As expected, Mayor Ed Murray announced today a Seattle-only tax package that would buy back 90 percent of bus service reductions financially strapped King County Metro has proposed for in-city routes. The $60 vehicle license fee and tenth of a cent sales tax increase would raise approximately $45 million a year—$42 million to restore and preserve Seattle bus routes, and $3 million towards a “Regional Partnership Fund” intended to attract matching funds from surrounding cities to spend toward preserving intercity commuter routes.
This is of course the same tax package rejected by county voters in Proposition 1 last, relying on the same “transportation benefit district” authority the state grants cities and counties. (I’ve dubbed it Proposition 1.1.) The only real differences between the two measures are that Prop 1 would have spent 40 percent of revenue on roads, whereas Prop 1.1 is dedicated entirely toward transit—and of course that Prop 1.1 will be voted on only in Seattle, where voters overwhelmingly favored Prop 1 by a better than two to one margin.
Murray was prodded into pushing forth his own proposal by a competing initiative to buy back Seattle bus service via a $30 million a year property tax increase. “We are thrilled that Seattle voters will have a chance to vote to preserve their bus service this fall,” initiative sponsor Ben Schiendelman of Friends of Transit replied via email. “With several progressive revenue sources available, we hope the council will take a serious look at all funding options before putting transit on the ballot.”
Schiendelman says that his organization has suspended signature gathering.
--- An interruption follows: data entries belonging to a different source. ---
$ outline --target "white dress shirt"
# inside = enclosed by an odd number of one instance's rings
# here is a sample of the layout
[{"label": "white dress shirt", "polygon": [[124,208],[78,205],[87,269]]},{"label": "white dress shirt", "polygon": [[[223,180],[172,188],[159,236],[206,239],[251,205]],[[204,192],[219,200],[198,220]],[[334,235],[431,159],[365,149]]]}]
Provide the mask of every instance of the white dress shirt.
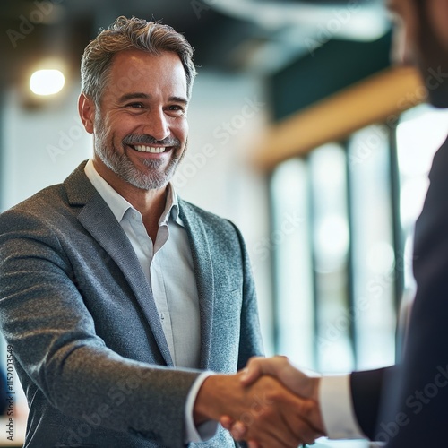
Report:
[{"label": "white dress shirt", "polygon": [[[153,244],[140,211],[99,176],[91,159],[87,162],[84,171],[135,251],[152,290],[174,365],[198,368],[201,349],[199,297],[188,236],[179,218],[177,197],[172,185],[167,189],[166,207],[159,220],[159,230]],[[193,418],[196,395],[210,375],[210,372],[202,374],[188,394],[185,404],[186,442],[201,442],[216,432],[215,422],[196,428]]]}]

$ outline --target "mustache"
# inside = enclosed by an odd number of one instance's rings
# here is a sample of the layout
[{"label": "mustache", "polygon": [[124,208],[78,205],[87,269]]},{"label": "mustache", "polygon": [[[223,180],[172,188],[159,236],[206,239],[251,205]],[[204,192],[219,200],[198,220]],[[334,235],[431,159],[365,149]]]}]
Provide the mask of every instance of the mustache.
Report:
[{"label": "mustache", "polygon": [[167,137],[163,140],[157,140],[152,135],[147,134],[130,134],[123,139],[123,144],[159,144],[162,146],[180,146],[180,140],[172,137]]}]

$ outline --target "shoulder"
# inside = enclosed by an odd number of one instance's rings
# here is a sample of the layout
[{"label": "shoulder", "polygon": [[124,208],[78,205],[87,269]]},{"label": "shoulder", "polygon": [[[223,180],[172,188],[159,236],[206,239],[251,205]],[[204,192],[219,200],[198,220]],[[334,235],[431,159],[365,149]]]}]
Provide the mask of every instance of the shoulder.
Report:
[{"label": "shoulder", "polygon": [[199,220],[203,225],[235,233],[237,227],[229,220],[211,213],[187,201],[179,199],[180,218],[182,220]]}]

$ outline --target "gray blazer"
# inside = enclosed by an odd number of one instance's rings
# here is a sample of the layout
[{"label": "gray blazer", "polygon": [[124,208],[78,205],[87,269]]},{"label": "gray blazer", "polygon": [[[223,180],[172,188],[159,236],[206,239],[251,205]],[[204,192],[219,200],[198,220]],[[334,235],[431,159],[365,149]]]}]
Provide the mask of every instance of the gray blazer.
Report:
[{"label": "gray blazer", "polygon": [[[183,446],[200,372],[173,367],[137,257],[83,167],[0,215],[0,325],[30,406],[25,446]],[[243,239],[228,220],[184,201],[179,210],[200,368],[234,373],[263,351]],[[234,445],[222,429],[191,444]]]}]

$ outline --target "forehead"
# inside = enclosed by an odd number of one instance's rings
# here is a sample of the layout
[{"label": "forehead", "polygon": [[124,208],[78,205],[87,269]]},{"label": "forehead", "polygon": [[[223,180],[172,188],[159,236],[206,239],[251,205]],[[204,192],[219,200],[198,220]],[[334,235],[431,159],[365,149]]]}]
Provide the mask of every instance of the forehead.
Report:
[{"label": "forehead", "polygon": [[[186,75],[180,57],[172,52],[151,55],[141,50],[120,51],[114,56],[108,87],[116,91],[171,89],[186,94]],[[184,91],[179,91],[184,90]]]}]

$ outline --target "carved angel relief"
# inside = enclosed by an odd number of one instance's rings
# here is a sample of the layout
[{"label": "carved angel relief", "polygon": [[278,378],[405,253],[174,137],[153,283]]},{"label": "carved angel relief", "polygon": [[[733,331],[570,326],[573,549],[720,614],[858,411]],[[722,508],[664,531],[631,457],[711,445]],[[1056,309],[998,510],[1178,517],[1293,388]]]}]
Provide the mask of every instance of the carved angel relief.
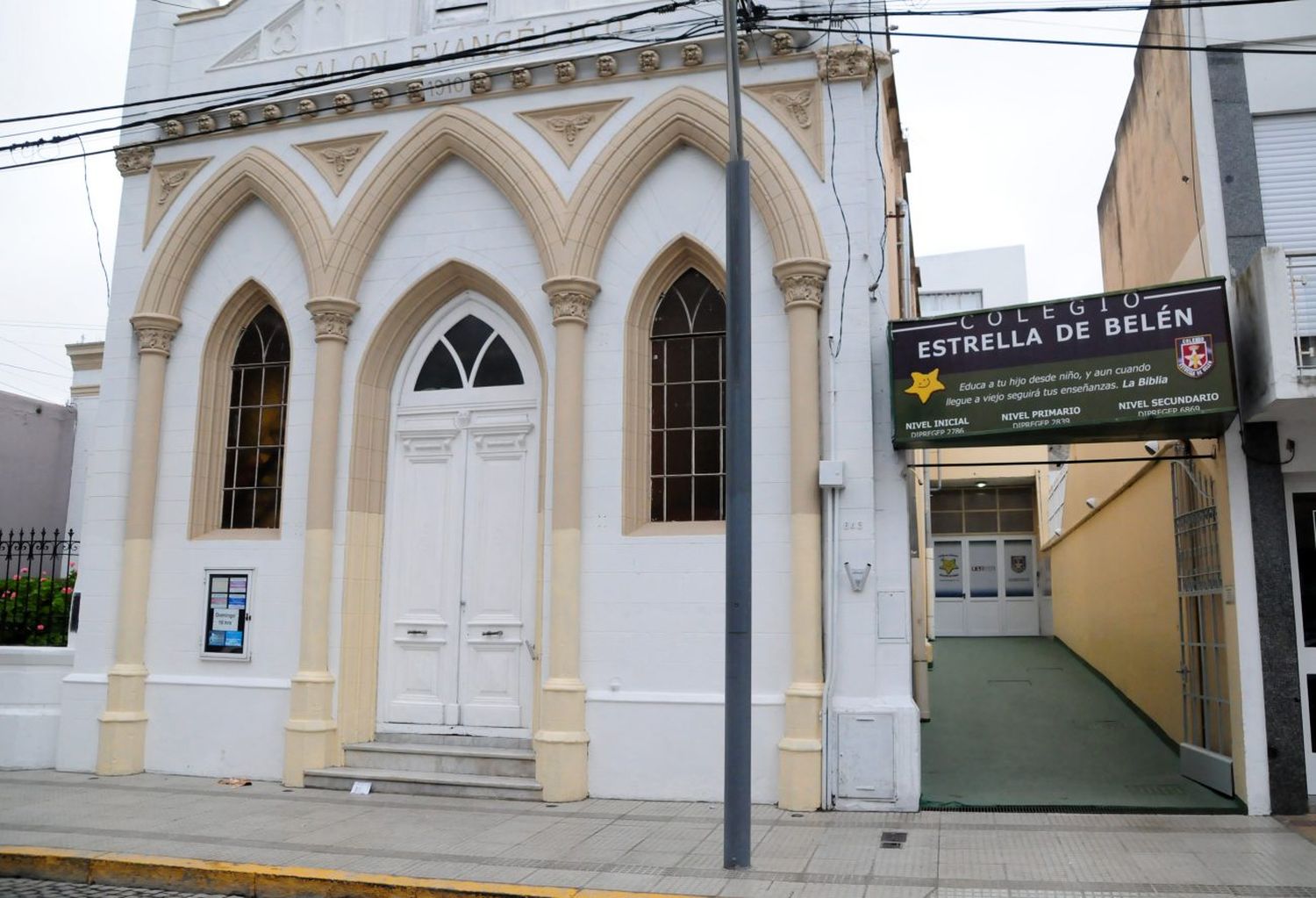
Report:
[{"label": "carved angel relief", "polygon": [[151,169],[151,180],[146,195],[146,221],[142,228],[142,246],[150,242],[151,234],[155,233],[155,226],[159,225],[164,213],[174,205],[174,200],[183,192],[183,187],[187,186],[192,176],[211,158],[164,162]]},{"label": "carved angel relief", "polygon": [[374,132],[354,137],[334,137],[328,141],[297,144],[296,150],[324,175],[337,196],[351,179],[351,172],[383,136],[384,132]]},{"label": "carved angel relief", "polygon": [[341,175],[347,171],[347,166],[361,155],[361,144],[353,144],[350,146],[332,146],[326,150],[320,150],[321,158],[333,166],[334,174]]},{"label": "carved angel relief", "polygon": [[575,162],[580,150],[584,149],[584,145],[590,142],[590,138],[603,128],[603,124],[624,103],[625,100],[603,100],[599,103],[582,103],[579,105],[519,112],[516,115],[521,121],[537,130],[540,137],[570,166]]},{"label": "carved angel relief", "polygon": [[578,116],[553,116],[547,120],[549,128],[561,132],[567,138],[567,144],[575,144],[575,138],[582,134],[586,125],[594,121],[592,112],[582,112]]},{"label": "carved angel relief", "polygon": [[813,169],[822,174],[822,129],[815,128],[821,88],[817,79],[753,84],[745,92],[763,104],[772,117],[791,133],[808,155]]},{"label": "carved angel relief", "polygon": [[772,95],[772,103],[786,108],[800,128],[809,128],[813,124],[813,119],[809,116],[809,105],[813,103],[812,91],[807,88],[794,92],[778,91]]}]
Mission accomplished.
As for me, I’m agnostic as to the revenue source, as none of the options are great. “It is not ideal,” admitted Seattle City Council member Tom Rasmussen at this morning’s press conference. “We sought a motor vehicle excise tax from the state. They failed us.”
They certainly did.
Murray and others repeatedly stressed that this was just a temporary solution until the legislature grants Metro a viable regional funding option. But I’m not so sure. Given the thrashing Prop 1 took by county voters, I don’t know that a more progressive MVET would have passed either. And I’m not hopeful that we’ll get MVET authority out of Olympia until the Democrats retake control of the state senate, an iffy prospect this November. “This is really up to voters,” offered state Senator Jamie Pedersen (D-Seattle). Good luck with that.
But the good news is that there appears to be strong support within Seattle from both the electorate and our elected leaders to tax ourselves to maintain crucial bus service. So while the suburbs may suffer, Seattle will attempt to at least take care of its own.
TANGENTIAL ASIDE: What is up with Seattle Times headline writers today? “County, city take variety of routes on bus rescue“…? No, they’ve taken the exact same route: cities buying back bus service hours. Not as bad as the Obamacare headline, but do the headline writers bother reading their own paper?